Well I managed to get the bed assembled in Charlies room on Christmas eve, quite tricky assembling it in such a small place but it went together OK, the floor appears to be fairly uneven which meant fiddling around a bit. But it was finished enough to sleep in for Xmas.

Today I got time to finish off the main bed by applying the stone effect wall paper.

Our eldest son has moved in to the bottom of the castle and hasn't slept in his room since but they both appear to be quite happy with their new quarters which was the main aim. I think I will end up building another bed just to get our eldest back in his own room.

I picked up some battery operated LED lights with motion sensors from homebase so the lights come on automatically when he comes down the steps at night.

Just the drawers to make now,

I did take some photos but very difficult in a small room.

Would anyone want quite a bit of 18mm Moisture resistant MDF there are a lot of off cuts, I cant store them so they will be disposed of quite soon.

Thanks for the advice again.

Mark


----------



## Halo Jones (28 Dec 2013)

That is really cool. Would quite like one for myself


----------



## MMUK (28 Dec 2013)

Nice work =D> 

What you failed to say though Mark is that your eldest is an adult :wink: :lol:


----------



## marku (28 Dec 2013)

Thanks for the comments

Our eldest son is seven so not quite an adult, he would now like a new bed. He thinks a tree house would be good in his room. So I think I will be building another bed in a few weeks time.
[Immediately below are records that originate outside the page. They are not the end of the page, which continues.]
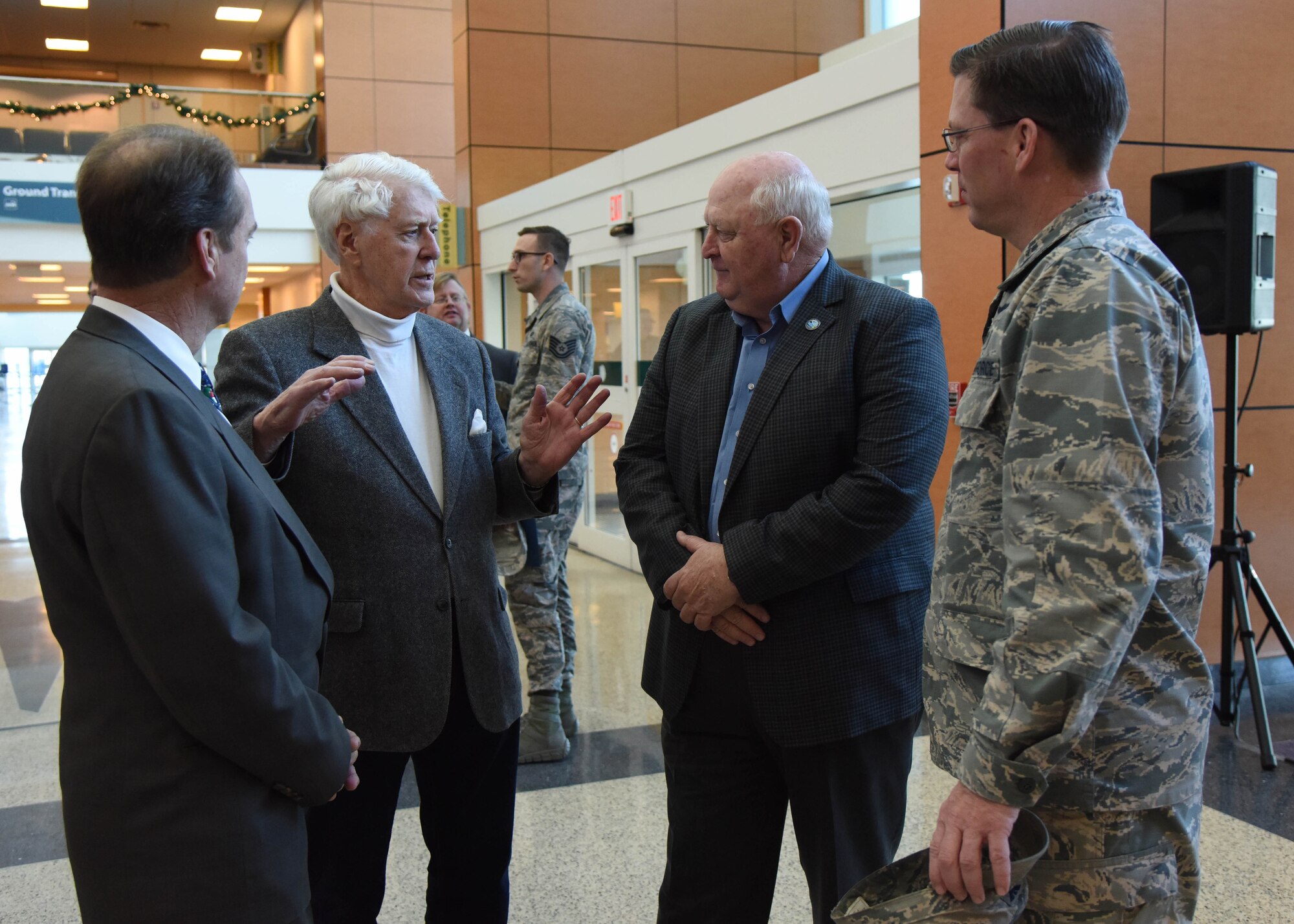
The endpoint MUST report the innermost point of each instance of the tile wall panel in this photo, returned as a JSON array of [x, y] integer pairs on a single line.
[[609, 95]]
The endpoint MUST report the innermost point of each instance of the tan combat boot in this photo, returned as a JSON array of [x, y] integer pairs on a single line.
[[543, 738]]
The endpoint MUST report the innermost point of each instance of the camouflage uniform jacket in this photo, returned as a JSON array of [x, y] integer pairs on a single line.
[[560, 342], [1072, 557]]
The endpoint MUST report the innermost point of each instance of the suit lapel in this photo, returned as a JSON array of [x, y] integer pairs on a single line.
[[371, 407], [796, 341], [108, 325], [454, 416], [723, 345]]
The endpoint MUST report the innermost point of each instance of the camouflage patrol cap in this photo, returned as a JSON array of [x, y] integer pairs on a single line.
[[901, 894]]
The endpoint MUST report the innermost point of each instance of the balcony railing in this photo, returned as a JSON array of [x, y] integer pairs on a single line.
[[61, 120]]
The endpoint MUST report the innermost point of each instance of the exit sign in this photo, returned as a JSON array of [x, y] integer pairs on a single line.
[[622, 208]]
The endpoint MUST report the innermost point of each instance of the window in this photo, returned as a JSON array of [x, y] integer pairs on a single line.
[[886, 14], [879, 237]]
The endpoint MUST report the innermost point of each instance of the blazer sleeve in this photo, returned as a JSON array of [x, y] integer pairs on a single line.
[[653, 511], [514, 500], [900, 428], [165, 552]]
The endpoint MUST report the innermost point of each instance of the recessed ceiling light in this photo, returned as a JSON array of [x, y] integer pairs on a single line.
[[221, 55], [68, 45], [239, 14]]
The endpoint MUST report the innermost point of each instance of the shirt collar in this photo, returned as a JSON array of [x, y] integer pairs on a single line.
[[369, 323], [159, 335], [786, 310], [1101, 205]]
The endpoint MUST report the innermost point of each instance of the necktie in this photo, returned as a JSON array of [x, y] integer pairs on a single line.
[[210, 390]]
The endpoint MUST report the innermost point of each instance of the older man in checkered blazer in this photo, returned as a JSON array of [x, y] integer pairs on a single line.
[[776, 481]]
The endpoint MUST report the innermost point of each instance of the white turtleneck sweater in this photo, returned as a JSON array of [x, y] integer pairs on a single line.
[[394, 353]]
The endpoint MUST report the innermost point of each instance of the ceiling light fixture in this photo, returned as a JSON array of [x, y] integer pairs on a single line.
[[239, 14], [68, 45], [221, 55]]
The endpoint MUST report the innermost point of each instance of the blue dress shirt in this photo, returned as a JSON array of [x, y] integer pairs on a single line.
[[756, 349]]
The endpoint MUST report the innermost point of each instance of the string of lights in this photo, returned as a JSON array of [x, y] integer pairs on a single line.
[[178, 104]]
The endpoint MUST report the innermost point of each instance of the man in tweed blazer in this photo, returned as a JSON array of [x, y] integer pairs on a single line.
[[402, 486], [776, 481]]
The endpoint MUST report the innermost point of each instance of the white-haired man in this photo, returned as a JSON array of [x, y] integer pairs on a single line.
[[403, 485], [776, 481]]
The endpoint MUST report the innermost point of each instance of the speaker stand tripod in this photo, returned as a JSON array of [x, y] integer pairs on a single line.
[[1240, 580]]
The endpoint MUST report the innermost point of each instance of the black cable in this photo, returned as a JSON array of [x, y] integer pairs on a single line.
[[1253, 376]]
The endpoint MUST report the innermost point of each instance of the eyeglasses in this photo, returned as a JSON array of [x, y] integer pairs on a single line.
[[952, 138]]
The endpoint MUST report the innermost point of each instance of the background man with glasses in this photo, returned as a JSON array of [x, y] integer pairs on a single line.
[[455, 309], [1062, 670], [560, 344]]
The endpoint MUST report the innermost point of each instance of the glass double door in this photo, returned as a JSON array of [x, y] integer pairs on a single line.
[[631, 296]]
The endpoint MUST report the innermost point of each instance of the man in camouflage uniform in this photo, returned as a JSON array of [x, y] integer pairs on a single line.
[[560, 342], [1062, 671]]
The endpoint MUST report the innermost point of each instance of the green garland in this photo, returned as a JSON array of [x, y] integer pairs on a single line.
[[178, 104]]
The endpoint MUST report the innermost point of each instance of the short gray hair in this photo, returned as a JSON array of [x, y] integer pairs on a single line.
[[359, 188], [796, 195]]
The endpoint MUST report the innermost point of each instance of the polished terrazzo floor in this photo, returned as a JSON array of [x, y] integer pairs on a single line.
[[591, 831]]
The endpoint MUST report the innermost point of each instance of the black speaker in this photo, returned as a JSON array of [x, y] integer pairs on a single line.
[[1218, 226]]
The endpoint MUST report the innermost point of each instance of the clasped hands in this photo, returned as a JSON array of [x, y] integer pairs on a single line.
[[552, 432], [706, 597]]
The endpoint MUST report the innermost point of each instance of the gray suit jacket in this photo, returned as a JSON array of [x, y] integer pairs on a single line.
[[408, 574], [190, 604], [828, 517]]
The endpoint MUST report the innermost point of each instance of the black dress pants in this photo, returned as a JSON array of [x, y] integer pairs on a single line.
[[729, 789], [468, 789]]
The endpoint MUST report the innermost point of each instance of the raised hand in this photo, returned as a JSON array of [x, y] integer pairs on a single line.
[[553, 432], [305, 401]]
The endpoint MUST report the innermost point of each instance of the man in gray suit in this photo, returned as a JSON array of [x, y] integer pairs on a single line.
[[403, 485], [776, 479], [186, 593]]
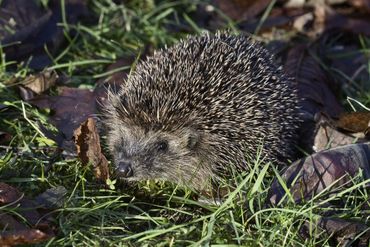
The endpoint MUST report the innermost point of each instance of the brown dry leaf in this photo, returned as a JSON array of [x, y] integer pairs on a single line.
[[5, 137], [344, 232], [314, 88], [362, 5], [40, 82], [26, 29], [26, 236], [354, 122], [88, 149], [334, 167], [71, 107], [347, 24], [242, 9], [328, 136]]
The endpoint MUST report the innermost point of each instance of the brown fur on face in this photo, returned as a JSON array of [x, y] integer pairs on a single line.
[[184, 159]]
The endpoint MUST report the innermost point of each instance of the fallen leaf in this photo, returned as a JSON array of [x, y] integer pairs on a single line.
[[241, 9], [314, 89], [354, 122], [328, 136], [88, 149], [52, 198], [40, 82], [27, 236], [5, 137], [70, 108], [361, 5], [330, 168], [33, 28]]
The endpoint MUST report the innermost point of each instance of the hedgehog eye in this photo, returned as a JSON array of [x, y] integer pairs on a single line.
[[162, 146]]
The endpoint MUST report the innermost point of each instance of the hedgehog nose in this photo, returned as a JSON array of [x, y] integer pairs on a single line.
[[124, 169]]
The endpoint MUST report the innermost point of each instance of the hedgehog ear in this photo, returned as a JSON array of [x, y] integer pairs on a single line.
[[193, 139]]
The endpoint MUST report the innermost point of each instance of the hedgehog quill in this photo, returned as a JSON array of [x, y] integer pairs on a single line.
[[190, 112]]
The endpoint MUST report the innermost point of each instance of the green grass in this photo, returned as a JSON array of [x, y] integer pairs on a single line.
[[150, 213]]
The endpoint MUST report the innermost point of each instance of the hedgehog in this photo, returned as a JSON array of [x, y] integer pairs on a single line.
[[193, 112]]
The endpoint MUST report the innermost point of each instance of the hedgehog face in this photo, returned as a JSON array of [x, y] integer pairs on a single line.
[[173, 156]]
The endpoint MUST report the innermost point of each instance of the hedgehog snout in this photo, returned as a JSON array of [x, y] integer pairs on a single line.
[[124, 169]]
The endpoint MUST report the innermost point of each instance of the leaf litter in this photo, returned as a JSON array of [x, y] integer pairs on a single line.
[[327, 130]]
My wife managed to find some good stickers which have now been applied, which finished the job off (apart from some drawers).

Mark


----------



## My63 (28 Dec 2013)

Well done mark a fantastic result.
Tree house sounds like a bed on stilts disguised as branches to me.
Best of luck 
Michael.


----------



## paulm (29 Dec 2013)

Looks great Mark, bet he was well chuffed 

Expect all his mates will want one too when they see it !

Cheers. Paul


----------



## Roughcut (29 Dec 2013)

Looks fantastic!
The wallpaper really adds the finishing touch.
What a great dad you are.


----------